O relacionamento de grande amizade de nossos protagonistas, contudo,
é abalada pela presença de Brandon, rival de Noah, que guarda um
grande segredo do rapaz que pode abalar toda a confiança de Daisy por
ele e que, por fim, pode desencadear uma grande tragédia.
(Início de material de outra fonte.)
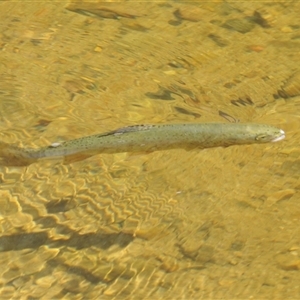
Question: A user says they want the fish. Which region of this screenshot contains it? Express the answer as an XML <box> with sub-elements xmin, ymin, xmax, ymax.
<box><xmin>0</xmin><ymin>123</ymin><xmax>285</xmax><ymax>166</ymax></box>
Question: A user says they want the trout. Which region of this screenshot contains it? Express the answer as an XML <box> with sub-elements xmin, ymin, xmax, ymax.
<box><xmin>0</xmin><ymin>123</ymin><xmax>285</xmax><ymax>166</ymax></box>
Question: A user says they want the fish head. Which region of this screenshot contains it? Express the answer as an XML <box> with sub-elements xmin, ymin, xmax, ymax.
<box><xmin>250</xmin><ymin>124</ymin><xmax>285</xmax><ymax>143</ymax></box>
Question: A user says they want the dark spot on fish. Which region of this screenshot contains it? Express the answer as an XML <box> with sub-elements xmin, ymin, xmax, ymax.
<box><xmin>219</xmin><ymin>110</ymin><xmax>240</xmax><ymax>123</ymax></box>
<box><xmin>174</xmin><ymin>106</ymin><xmax>201</xmax><ymax>118</ymax></box>
<box><xmin>208</xmin><ymin>33</ymin><xmax>228</xmax><ymax>47</ymax></box>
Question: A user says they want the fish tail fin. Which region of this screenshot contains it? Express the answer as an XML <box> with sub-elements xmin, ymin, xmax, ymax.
<box><xmin>0</xmin><ymin>141</ymin><xmax>37</xmax><ymax>167</ymax></box>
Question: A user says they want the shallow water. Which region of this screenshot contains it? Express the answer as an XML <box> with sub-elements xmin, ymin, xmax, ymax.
<box><xmin>0</xmin><ymin>1</ymin><xmax>300</xmax><ymax>299</ymax></box>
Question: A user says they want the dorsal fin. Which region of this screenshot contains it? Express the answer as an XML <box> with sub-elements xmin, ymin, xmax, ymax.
<box><xmin>96</xmin><ymin>125</ymin><xmax>155</xmax><ymax>137</ymax></box>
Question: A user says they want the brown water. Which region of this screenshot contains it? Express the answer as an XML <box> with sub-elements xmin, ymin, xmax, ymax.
<box><xmin>0</xmin><ymin>1</ymin><xmax>300</xmax><ymax>299</ymax></box>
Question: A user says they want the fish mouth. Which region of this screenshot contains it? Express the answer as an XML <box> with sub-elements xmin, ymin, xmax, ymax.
<box><xmin>271</xmin><ymin>129</ymin><xmax>285</xmax><ymax>143</ymax></box>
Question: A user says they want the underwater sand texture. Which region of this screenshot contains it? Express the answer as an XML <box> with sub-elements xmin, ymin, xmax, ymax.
<box><xmin>0</xmin><ymin>1</ymin><xmax>300</xmax><ymax>299</ymax></box>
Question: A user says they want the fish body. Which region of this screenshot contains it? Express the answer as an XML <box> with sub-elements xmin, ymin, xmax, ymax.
<box><xmin>0</xmin><ymin>123</ymin><xmax>285</xmax><ymax>163</ymax></box>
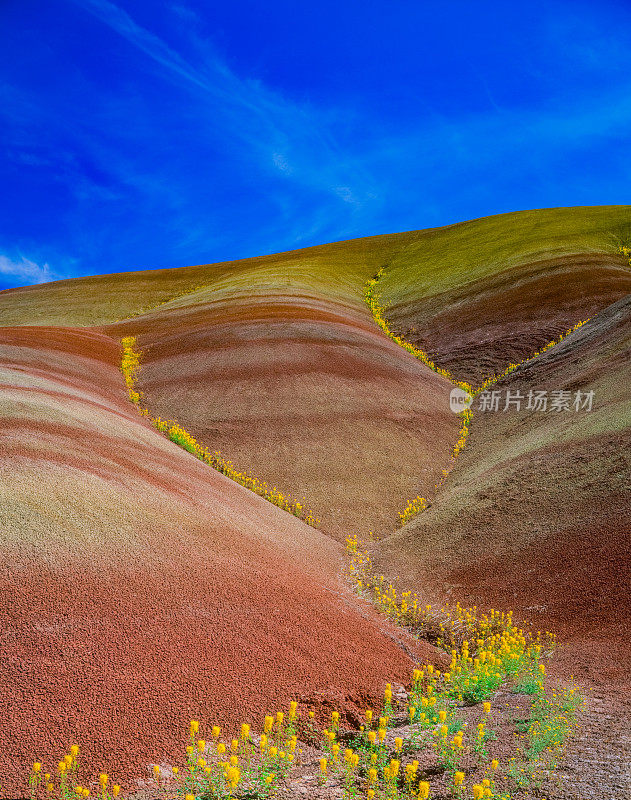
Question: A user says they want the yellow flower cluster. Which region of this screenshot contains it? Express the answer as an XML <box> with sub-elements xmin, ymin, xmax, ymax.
<box><xmin>364</xmin><ymin>270</ymin><xmax>592</xmax><ymax>525</ymax></box>
<box><xmin>399</xmin><ymin>494</ymin><xmax>427</xmax><ymax>525</ymax></box>
<box><xmin>473</xmin><ymin>319</ymin><xmax>589</xmax><ymax>397</ymax></box>
<box><xmin>364</xmin><ymin>267</ymin><xmax>471</xmax><ymax>393</ymax></box>
<box><xmin>121</xmin><ymin>336</ymin><xmax>320</xmax><ymax>528</ymax></box>
<box><xmin>364</xmin><ymin>267</ymin><xmax>473</xmax><ymax>525</ymax></box>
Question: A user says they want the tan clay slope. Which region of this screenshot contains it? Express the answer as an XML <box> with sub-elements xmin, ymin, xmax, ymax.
<box><xmin>0</xmin><ymin>231</ymin><xmax>421</xmax><ymax>326</ymax></box>
<box><xmin>108</xmin><ymin>271</ymin><xmax>459</xmax><ymax>540</ymax></box>
<box><xmin>372</xmin><ymin>295</ymin><xmax>631</xmax><ymax>687</ymax></box>
<box><xmin>0</xmin><ymin>327</ymin><xmax>444</xmax><ymax>794</ymax></box>
<box><xmin>377</xmin><ymin>206</ymin><xmax>631</xmax><ymax>385</ymax></box>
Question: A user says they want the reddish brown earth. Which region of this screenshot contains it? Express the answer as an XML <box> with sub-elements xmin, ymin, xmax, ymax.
<box><xmin>388</xmin><ymin>253</ymin><xmax>631</xmax><ymax>386</ymax></box>
<box><xmin>0</xmin><ymin>207</ymin><xmax>631</xmax><ymax>800</ymax></box>
<box><xmin>0</xmin><ymin>327</ymin><xmax>450</xmax><ymax>794</ymax></box>
<box><xmin>376</xmin><ymin>295</ymin><xmax>631</xmax><ymax>688</ymax></box>
<box><xmin>378</xmin><ymin>295</ymin><xmax>631</xmax><ymax>800</ymax></box>
<box><xmin>108</xmin><ymin>294</ymin><xmax>458</xmax><ymax>540</ymax></box>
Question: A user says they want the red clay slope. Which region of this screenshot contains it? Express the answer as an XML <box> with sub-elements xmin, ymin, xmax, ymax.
<box><xmin>381</xmin><ymin>295</ymin><xmax>631</xmax><ymax>690</ymax></box>
<box><xmin>108</xmin><ymin>275</ymin><xmax>459</xmax><ymax>540</ymax></box>
<box><xmin>0</xmin><ymin>327</ymin><xmax>444</xmax><ymax>794</ymax></box>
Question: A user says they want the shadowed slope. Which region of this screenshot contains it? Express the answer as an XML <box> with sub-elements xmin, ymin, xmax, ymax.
<box><xmin>0</xmin><ymin>327</ymin><xmax>446</xmax><ymax>793</ymax></box>
<box><xmin>377</xmin><ymin>206</ymin><xmax>631</xmax><ymax>384</ymax></box>
<box><xmin>380</xmin><ymin>295</ymin><xmax>631</xmax><ymax>687</ymax></box>
<box><xmin>109</xmin><ymin>270</ymin><xmax>459</xmax><ymax>539</ymax></box>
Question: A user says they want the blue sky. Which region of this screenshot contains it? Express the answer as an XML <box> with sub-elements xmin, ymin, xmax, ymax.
<box><xmin>0</xmin><ymin>0</ymin><xmax>631</xmax><ymax>288</ymax></box>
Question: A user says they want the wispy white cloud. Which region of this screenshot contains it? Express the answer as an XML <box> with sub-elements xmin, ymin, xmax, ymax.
<box><xmin>0</xmin><ymin>255</ymin><xmax>55</xmax><ymax>283</ymax></box>
<box><xmin>75</xmin><ymin>0</ymin><xmax>375</xmax><ymax>216</ymax></box>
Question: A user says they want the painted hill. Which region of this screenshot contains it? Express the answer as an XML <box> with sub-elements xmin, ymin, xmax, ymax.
<box><xmin>0</xmin><ymin>327</ymin><xmax>440</xmax><ymax>794</ymax></box>
<box><xmin>0</xmin><ymin>207</ymin><xmax>631</xmax><ymax>789</ymax></box>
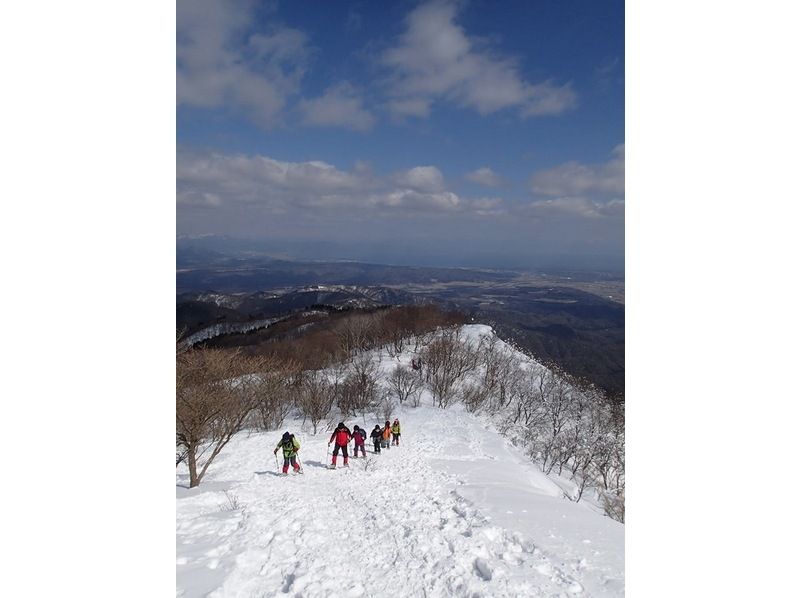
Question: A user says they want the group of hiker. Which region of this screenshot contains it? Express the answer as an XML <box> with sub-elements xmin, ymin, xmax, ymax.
<box><xmin>272</xmin><ymin>418</ymin><xmax>400</xmax><ymax>475</ymax></box>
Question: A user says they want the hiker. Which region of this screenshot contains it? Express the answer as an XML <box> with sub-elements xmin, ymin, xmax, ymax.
<box><xmin>328</xmin><ymin>422</ymin><xmax>353</xmax><ymax>469</ymax></box>
<box><xmin>272</xmin><ymin>432</ymin><xmax>303</xmax><ymax>475</ymax></box>
<box><xmin>381</xmin><ymin>419</ymin><xmax>392</xmax><ymax>449</ymax></box>
<box><xmin>353</xmin><ymin>426</ymin><xmax>367</xmax><ymax>459</ymax></box>
<box><xmin>392</xmin><ymin>418</ymin><xmax>400</xmax><ymax>446</ymax></box>
<box><xmin>369</xmin><ymin>424</ymin><xmax>383</xmax><ymax>453</ymax></box>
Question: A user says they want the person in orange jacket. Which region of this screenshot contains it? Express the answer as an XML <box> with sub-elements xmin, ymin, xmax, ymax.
<box><xmin>381</xmin><ymin>419</ymin><xmax>392</xmax><ymax>449</ymax></box>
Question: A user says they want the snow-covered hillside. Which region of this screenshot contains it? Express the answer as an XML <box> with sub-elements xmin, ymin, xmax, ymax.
<box><xmin>177</xmin><ymin>327</ymin><xmax>624</xmax><ymax>598</ymax></box>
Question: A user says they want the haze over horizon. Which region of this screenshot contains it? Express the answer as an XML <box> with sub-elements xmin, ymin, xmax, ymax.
<box><xmin>177</xmin><ymin>0</ymin><xmax>625</xmax><ymax>267</ymax></box>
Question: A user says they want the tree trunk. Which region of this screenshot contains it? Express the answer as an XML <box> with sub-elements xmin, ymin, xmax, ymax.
<box><xmin>186</xmin><ymin>444</ymin><xmax>200</xmax><ymax>488</ymax></box>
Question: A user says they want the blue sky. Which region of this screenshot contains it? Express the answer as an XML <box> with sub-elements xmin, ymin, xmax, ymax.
<box><xmin>177</xmin><ymin>0</ymin><xmax>624</xmax><ymax>266</ymax></box>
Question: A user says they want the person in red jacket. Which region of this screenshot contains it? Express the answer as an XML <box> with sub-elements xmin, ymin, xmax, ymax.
<box><xmin>328</xmin><ymin>422</ymin><xmax>352</xmax><ymax>469</ymax></box>
<box><xmin>353</xmin><ymin>426</ymin><xmax>367</xmax><ymax>459</ymax></box>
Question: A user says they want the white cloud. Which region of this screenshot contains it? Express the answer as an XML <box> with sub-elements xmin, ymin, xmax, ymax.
<box><xmin>394</xmin><ymin>166</ymin><xmax>445</xmax><ymax>193</ymax></box>
<box><xmin>299</xmin><ymin>82</ymin><xmax>375</xmax><ymax>131</ymax></box>
<box><xmin>381</xmin><ymin>0</ymin><xmax>576</xmax><ymax>117</ymax></box>
<box><xmin>177</xmin><ymin>151</ymin><xmax>502</xmax><ymax>217</ymax></box>
<box><xmin>387</xmin><ymin>98</ymin><xmax>431</xmax><ymax>117</ymax></box>
<box><xmin>176</xmin><ymin>0</ymin><xmax>309</xmax><ymax>127</ymax></box>
<box><xmin>531</xmin><ymin>145</ymin><xmax>625</xmax><ymax>197</ymax></box>
<box><xmin>465</xmin><ymin>166</ymin><xmax>503</xmax><ymax>187</ymax></box>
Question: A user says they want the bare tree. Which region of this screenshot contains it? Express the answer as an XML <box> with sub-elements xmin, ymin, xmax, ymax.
<box><xmin>422</xmin><ymin>328</ymin><xmax>478</xmax><ymax>408</ymax></box>
<box><xmin>297</xmin><ymin>370</ymin><xmax>336</xmax><ymax>434</ymax></box>
<box><xmin>388</xmin><ymin>365</ymin><xmax>422</xmax><ymax>405</ymax></box>
<box><xmin>375</xmin><ymin>392</ymin><xmax>397</xmax><ymax>421</ymax></box>
<box><xmin>335</xmin><ymin>314</ymin><xmax>377</xmax><ymax>355</ymax></box>
<box><xmin>337</xmin><ymin>353</ymin><xmax>379</xmax><ymax>415</ymax></box>
<box><xmin>176</xmin><ymin>349</ymin><xmax>265</xmax><ymax>488</ymax></box>
<box><xmin>253</xmin><ymin>360</ymin><xmax>301</xmax><ymax>430</ymax></box>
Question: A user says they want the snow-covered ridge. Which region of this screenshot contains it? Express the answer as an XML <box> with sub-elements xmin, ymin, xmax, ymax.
<box><xmin>181</xmin><ymin>317</ymin><xmax>286</xmax><ymax>347</ymax></box>
<box><xmin>176</xmin><ymin>326</ymin><xmax>624</xmax><ymax>598</ymax></box>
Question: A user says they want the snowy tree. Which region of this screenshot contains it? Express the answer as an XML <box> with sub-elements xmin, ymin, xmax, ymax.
<box><xmin>297</xmin><ymin>370</ymin><xmax>336</xmax><ymax>434</ymax></box>
<box><xmin>176</xmin><ymin>349</ymin><xmax>267</xmax><ymax>488</ymax></box>
<box><xmin>388</xmin><ymin>365</ymin><xmax>422</xmax><ymax>406</ymax></box>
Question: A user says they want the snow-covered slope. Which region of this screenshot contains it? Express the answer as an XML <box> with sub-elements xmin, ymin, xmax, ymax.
<box><xmin>177</xmin><ymin>382</ymin><xmax>624</xmax><ymax>598</ymax></box>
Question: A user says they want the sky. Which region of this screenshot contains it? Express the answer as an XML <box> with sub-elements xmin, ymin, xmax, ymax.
<box><xmin>176</xmin><ymin>0</ymin><xmax>625</xmax><ymax>267</ymax></box>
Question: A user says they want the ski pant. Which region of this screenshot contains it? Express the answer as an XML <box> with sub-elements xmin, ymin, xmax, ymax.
<box><xmin>283</xmin><ymin>455</ymin><xmax>300</xmax><ymax>473</ymax></box>
<box><xmin>331</xmin><ymin>444</ymin><xmax>347</xmax><ymax>465</ymax></box>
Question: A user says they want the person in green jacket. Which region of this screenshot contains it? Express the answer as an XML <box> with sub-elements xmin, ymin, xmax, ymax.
<box><xmin>272</xmin><ymin>432</ymin><xmax>303</xmax><ymax>475</ymax></box>
<box><xmin>392</xmin><ymin>418</ymin><xmax>400</xmax><ymax>446</ymax></box>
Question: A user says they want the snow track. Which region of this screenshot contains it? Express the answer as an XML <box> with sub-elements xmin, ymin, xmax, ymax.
<box><xmin>177</xmin><ymin>408</ymin><xmax>623</xmax><ymax>598</ymax></box>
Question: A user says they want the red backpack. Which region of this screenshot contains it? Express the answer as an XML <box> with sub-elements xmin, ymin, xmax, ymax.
<box><xmin>336</xmin><ymin>428</ymin><xmax>350</xmax><ymax>446</ymax></box>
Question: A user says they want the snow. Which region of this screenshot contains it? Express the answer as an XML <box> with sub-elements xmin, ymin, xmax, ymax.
<box><xmin>176</xmin><ymin>326</ymin><xmax>624</xmax><ymax>598</ymax></box>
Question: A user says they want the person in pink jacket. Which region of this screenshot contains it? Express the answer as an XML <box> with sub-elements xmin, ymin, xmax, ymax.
<box><xmin>353</xmin><ymin>426</ymin><xmax>367</xmax><ymax>459</ymax></box>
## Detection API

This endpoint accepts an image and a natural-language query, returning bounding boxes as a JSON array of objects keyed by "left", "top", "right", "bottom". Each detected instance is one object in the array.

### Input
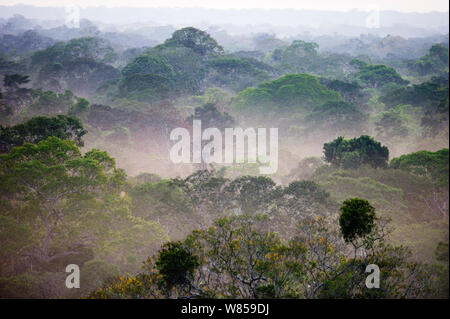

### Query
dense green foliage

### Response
[
  {"left": 323, "top": 135, "right": 389, "bottom": 168},
  {"left": 0, "top": 21, "right": 449, "bottom": 299}
]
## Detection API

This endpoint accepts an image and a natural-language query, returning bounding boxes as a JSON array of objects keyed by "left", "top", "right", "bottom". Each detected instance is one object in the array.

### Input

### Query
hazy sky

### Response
[{"left": 0, "top": 0, "right": 449, "bottom": 12}]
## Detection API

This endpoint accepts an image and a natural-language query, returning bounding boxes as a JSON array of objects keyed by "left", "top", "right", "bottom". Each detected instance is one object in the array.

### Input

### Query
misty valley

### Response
[{"left": 0, "top": 9, "right": 449, "bottom": 300}]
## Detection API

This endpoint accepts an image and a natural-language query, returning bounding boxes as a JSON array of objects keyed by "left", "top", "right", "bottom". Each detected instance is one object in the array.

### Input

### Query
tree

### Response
[
  {"left": 122, "top": 54, "right": 174, "bottom": 79},
  {"left": 0, "top": 115, "right": 87, "bottom": 153},
  {"left": 339, "top": 198, "right": 375, "bottom": 242},
  {"left": 155, "top": 242, "right": 199, "bottom": 290},
  {"left": 389, "top": 148, "right": 449, "bottom": 187},
  {"left": 164, "top": 27, "right": 223, "bottom": 56},
  {"left": 186, "top": 103, "right": 234, "bottom": 131},
  {"left": 0, "top": 137, "right": 114, "bottom": 265},
  {"left": 323, "top": 135, "right": 389, "bottom": 168},
  {"left": 3, "top": 73, "right": 30, "bottom": 89},
  {"left": 357, "top": 65, "right": 409, "bottom": 88}
]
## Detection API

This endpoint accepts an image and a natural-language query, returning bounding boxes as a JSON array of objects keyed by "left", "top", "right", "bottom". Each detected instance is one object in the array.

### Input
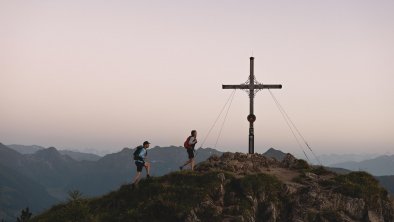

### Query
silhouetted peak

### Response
[{"left": 263, "top": 147, "right": 286, "bottom": 161}]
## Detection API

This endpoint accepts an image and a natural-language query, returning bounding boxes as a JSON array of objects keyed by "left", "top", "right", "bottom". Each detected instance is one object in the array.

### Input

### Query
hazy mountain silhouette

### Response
[
  {"left": 7, "top": 144, "right": 45, "bottom": 154},
  {"left": 59, "top": 150, "right": 101, "bottom": 161},
  {"left": 0, "top": 143, "right": 394, "bottom": 220},
  {"left": 263, "top": 148, "right": 286, "bottom": 161},
  {"left": 32, "top": 153, "right": 394, "bottom": 222},
  {"left": 0, "top": 143, "right": 221, "bottom": 220},
  {"left": 7, "top": 144, "right": 101, "bottom": 161},
  {"left": 330, "top": 155, "right": 394, "bottom": 176}
]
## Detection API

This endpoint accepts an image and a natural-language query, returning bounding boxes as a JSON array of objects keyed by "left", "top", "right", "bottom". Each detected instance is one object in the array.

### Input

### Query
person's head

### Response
[{"left": 142, "top": 141, "right": 150, "bottom": 149}]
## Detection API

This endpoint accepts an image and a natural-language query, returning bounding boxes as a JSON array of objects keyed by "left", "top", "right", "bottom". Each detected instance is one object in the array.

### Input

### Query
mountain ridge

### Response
[{"left": 32, "top": 153, "right": 394, "bottom": 222}]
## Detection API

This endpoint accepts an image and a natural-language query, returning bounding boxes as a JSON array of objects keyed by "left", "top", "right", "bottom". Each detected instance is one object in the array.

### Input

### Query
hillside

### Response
[
  {"left": 32, "top": 153, "right": 394, "bottom": 222},
  {"left": 0, "top": 143, "right": 220, "bottom": 221},
  {"left": 0, "top": 164, "right": 57, "bottom": 219}
]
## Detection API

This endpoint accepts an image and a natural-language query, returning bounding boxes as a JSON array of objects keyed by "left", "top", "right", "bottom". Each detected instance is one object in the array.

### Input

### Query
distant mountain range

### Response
[
  {"left": 330, "top": 155, "right": 394, "bottom": 176},
  {"left": 7, "top": 144, "right": 101, "bottom": 161},
  {"left": 0, "top": 143, "right": 394, "bottom": 220},
  {"left": 0, "top": 143, "right": 221, "bottom": 220}
]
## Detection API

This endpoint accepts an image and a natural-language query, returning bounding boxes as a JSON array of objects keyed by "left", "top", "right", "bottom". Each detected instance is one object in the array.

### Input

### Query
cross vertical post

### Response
[
  {"left": 222, "top": 57, "right": 282, "bottom": 154},
  {"left": 248, "top": 57, "right": 256, "bottom": 154}
]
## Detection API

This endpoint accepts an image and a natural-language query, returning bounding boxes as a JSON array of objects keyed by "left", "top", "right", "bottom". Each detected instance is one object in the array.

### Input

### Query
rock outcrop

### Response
[{"left": 33, "top": 153, "right": 394, "bottom": 222}]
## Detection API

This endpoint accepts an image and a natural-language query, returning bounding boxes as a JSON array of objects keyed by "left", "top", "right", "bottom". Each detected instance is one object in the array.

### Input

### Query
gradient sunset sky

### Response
[{"left": 0, "top": 0, "right": 394, "bottom": 154}]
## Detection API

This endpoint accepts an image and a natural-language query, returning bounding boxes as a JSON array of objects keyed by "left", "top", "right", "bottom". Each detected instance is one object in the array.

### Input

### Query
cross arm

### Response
[{"left": 222, "top": 84, "right": 282, "bottom": 89}]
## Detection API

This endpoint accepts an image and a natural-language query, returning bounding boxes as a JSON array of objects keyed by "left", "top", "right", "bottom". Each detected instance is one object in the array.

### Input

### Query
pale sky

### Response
[{"left": 0, "top": 0, "right": 394, "bottom": 154}]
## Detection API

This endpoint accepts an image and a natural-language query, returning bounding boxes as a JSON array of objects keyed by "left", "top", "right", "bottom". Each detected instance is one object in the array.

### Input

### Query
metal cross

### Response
[{"left": 222, "top": 57, "right": 282, "bottom": 154}]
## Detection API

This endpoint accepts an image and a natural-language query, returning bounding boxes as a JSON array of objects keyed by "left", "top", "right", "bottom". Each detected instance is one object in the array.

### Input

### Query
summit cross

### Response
[{"left": 222, "top": 57, "right": 282, "bottom": 154}]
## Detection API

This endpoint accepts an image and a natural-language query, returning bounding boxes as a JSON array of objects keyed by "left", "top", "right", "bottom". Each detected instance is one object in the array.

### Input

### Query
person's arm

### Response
[
  {"left": 189, "top": 136, "right": 197, "bottom": 145},
  {"left": 138, "top": 148, "right": 145, "bottom": 160}
]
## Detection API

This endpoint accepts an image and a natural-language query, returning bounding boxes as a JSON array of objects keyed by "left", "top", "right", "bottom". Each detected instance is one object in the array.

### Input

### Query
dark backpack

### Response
[
  {"left": 133, "top": 146, "right": 144, "bottom": 160},
  {"left": 183, "top": 136, "right": 192, "bottom": 149}
]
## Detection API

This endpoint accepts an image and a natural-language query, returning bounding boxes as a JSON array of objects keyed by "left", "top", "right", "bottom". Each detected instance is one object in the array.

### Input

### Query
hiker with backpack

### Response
[
  {"left": 179, "top": 130, "right": 197, "bottom": 170},
  {"left": 132, "top": 141, "right": 150, "bottom": 188}
]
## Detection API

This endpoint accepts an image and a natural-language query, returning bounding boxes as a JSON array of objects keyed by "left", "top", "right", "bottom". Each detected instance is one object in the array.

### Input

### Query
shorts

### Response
[
  {"left": 186, "top": 148, "right": 194, "bottom": 159},
  {"left": 135, "top": 161, "right": 145, "bottom": 172}
]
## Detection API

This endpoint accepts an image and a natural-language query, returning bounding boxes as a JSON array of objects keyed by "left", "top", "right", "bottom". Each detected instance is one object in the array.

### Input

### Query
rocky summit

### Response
[{"left": 32, "top": 153, "right": 394, "bottom": 222}]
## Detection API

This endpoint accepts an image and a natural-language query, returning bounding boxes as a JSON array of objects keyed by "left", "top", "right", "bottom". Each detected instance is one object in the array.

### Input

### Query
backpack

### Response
[
  {"left": 183, "top": 136, "right": 192, "bottom": 149},
  {"left": 133, "top": 146, "right": 144, "bottom": 160}
]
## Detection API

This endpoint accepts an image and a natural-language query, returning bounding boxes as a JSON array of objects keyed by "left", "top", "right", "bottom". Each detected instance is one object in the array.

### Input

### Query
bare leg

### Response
[
  {"left": 145, "top": 163, "right": 150, "bottom": 175},
  {"left": 190, "top": 158, "right": 195, "bottom": 170},
  {"left": 133, "top": 172, "right": 141, "bottom": 184},
  {"left": 182, "top": 159, "right": 192, "bottom": 167}
]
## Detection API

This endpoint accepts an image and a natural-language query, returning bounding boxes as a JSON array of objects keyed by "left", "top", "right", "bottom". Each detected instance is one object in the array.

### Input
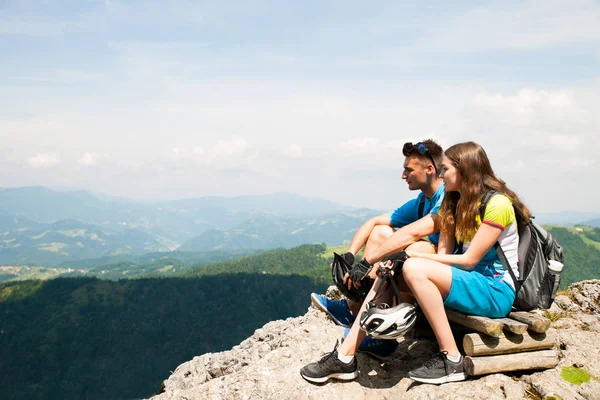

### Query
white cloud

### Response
[
  {"left": 340, "top": 137, "right": 379, "bottom": 154},
  {"left": 282, "top": 144, "right": 302, "bottom": 158},
  {"left": 27, "top": 154, "right": 60, "bottom": 168},
  {"left": 77, "top": 153, "right": 98, "bottom": 166}
]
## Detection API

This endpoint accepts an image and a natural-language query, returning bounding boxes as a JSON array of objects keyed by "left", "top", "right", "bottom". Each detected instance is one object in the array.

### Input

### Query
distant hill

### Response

Esqueça o amor da forma que conhecemos. Talvez ele nem exista. Mas
depois de acompanharmos toda a estória de Daisy e Noah – quem sabe
– ele não tenha uma nova face?
Com uma visão pouco usual do amor e de relacionamentos, similares a
romances como Se eu ficar, A culpa é das estrelas, Para sempre e Como
eu era antes de você, Ultraviolet mostra como o amor e o respeito pode
existir mesmo diante das maiores tempestades.
Capítulo 1
O amor pode ser algo delicado e lento, como o dedilhado de uma
música. Ou rápido e forte, como a passagem de uma nota para outra.
Mas o fato é que ninguém está realmente preparado para sofrer por
causa dele. É isso que acontece quando se ama; você dá o poder para as
pessoas te destruírem. Mesmo quando o juramento do casamento
parece algo forte e duradouro, infinito e promissor, o amor esfria. Mas,
se o amor é uma chama que nunca apaga, como pode esfriar? Então
nunca houve amor. Nem quando os pensadores de época tentavam
descrevê-lo. O amor é como você tentar colocar água em um buraco
escavado na areia; nunca encherá. A mente humana não suporta o
amor, porque nunca houve amor. Ou ele existe e só não sabemos o que
é.. Ninguém sabe. A complexidade das quatro letras revela a existência
de bilhões de perguntas espalhadas por essas estrelas. Se o amor fosse
como o céu, seria tão colorido quanto um arco-íris ou um desenho de
uma criança. Isso é o que penso.
Eu nunca fui de pensar muito nessas transições. Até que vi um vídeo de
quando era criança. Sem saber o que poderia ocorrer quando eu
estivesse na pior fase que alguém passa, a adolescência. É tudo tão novo
e tão entediante, como se você não tivesse tempo para experimentar e
nem quisesse. É quando você é pressionado para escolher o melhor para
não sofrer no futuro. Mas, o que as pessoas não sabem mesmo é como
a mente jovem é confusa. Como um milhão de respingos em uma tela
lisa ou um chiado na televisão. Irritante e inquietante.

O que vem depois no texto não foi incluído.